It is of absolutely no importance that your TSH has dropped like that - it isn't even suppressed. Dosing by TSH is very wrong. And a low TSH will do you no harm. You're not likely to get any sense out of that GP because he doesn't have anything to give. He knows nothing about thyroid, I'm afraid.
A drop in TSH from 0.5 to 0.2 is in my opinion not very significant, it is quite possible that for example if you'd tested the TSH on the same day but half an hour later you could have had a similar difference in TSH result . If it had gone up to say 2 or down to 0.002 them it might be worth taking into account , but really 0.5 to 0.2 is near as dammit the same TSH.

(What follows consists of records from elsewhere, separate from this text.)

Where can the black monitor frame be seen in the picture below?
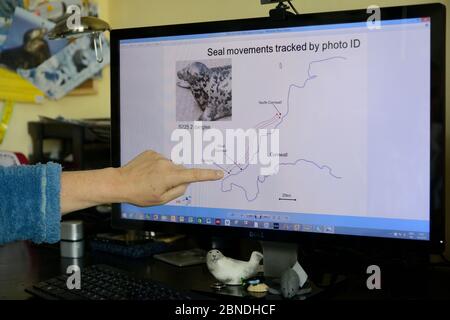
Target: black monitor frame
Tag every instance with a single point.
(437, 12)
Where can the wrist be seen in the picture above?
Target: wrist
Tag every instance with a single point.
(114, 190)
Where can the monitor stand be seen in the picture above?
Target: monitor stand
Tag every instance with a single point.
(278, 257)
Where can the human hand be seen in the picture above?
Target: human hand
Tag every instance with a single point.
(150, 179)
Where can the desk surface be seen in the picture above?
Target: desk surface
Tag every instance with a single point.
(23, 264)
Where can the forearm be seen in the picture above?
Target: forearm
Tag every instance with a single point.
(84, 189)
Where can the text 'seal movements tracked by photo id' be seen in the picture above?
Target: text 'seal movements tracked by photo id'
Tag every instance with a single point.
(307, 123)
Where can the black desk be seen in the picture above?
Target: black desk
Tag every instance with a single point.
(23, 264)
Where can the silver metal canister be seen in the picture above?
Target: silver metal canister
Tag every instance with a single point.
(72, 239)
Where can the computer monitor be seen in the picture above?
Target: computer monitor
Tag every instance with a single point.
(348, 112)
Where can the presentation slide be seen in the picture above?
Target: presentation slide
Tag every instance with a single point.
(348, 109)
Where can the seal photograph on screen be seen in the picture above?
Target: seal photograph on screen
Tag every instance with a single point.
(204, 90)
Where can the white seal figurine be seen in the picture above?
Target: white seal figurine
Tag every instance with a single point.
(231, 271)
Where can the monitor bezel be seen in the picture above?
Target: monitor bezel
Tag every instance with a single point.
(437, 13)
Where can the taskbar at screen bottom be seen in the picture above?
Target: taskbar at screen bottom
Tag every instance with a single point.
(281, 226)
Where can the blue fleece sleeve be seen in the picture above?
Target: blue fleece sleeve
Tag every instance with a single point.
(30, 203)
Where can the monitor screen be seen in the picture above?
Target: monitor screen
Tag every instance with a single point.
(318, 129)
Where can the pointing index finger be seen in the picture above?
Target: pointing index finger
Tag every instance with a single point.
(198, 175)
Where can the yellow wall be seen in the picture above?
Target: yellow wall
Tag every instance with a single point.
(133, 13)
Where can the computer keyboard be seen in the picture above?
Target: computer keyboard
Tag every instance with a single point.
(102, 282)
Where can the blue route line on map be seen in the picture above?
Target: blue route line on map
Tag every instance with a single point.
(262, 179)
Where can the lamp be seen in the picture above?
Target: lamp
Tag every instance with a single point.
(88, 26)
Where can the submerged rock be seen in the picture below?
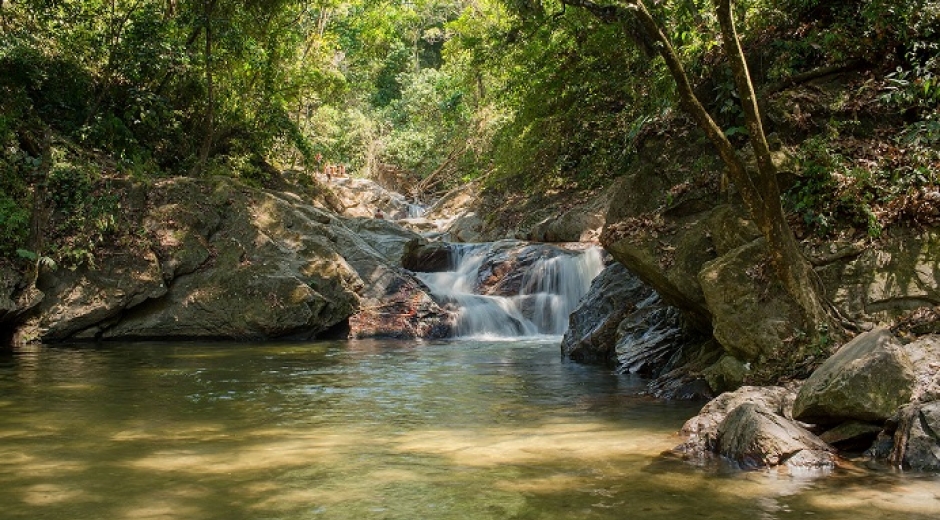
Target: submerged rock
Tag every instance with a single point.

I also don't think that 0.2 is low enough to give any concern about 'overmedication' unless you have symptoms of overmedication to go with it.
Your fT4 and fT3 (the more important measurements) certainly do not indicate overmedication.
If you felt the need to try a slightly reduced dose, i personally would not want to reduce by so much as from 150 to 100, on your results. i'd reduce by 25mcg at the most, (personally i only adjust by 12.5 mcg at a time nowadays, for me 12.5mcg is enough to alter how i feel , and also enough to move TSH slightly.)
I'd expect you to feel a big difference if you removed a third of your current dose ( and not in good way)
The only symptoms I have is my rash and not being able to sleep . Shall I call him back and argue my case that it is too much too drop. The problem these days is that the doctor has full control after you are released from being an outpatient from the hospital after Rai treatment
seems to me that GP does not think thyroid levels are what is causing the rash, so if his only reason for reduction is your only slightly low TSH i'd ask for clarification why he suggests such a big drop in Levo.And then suggest you'd prefer to first try a more subtle adjustment if he still believes a reduction is really necessary.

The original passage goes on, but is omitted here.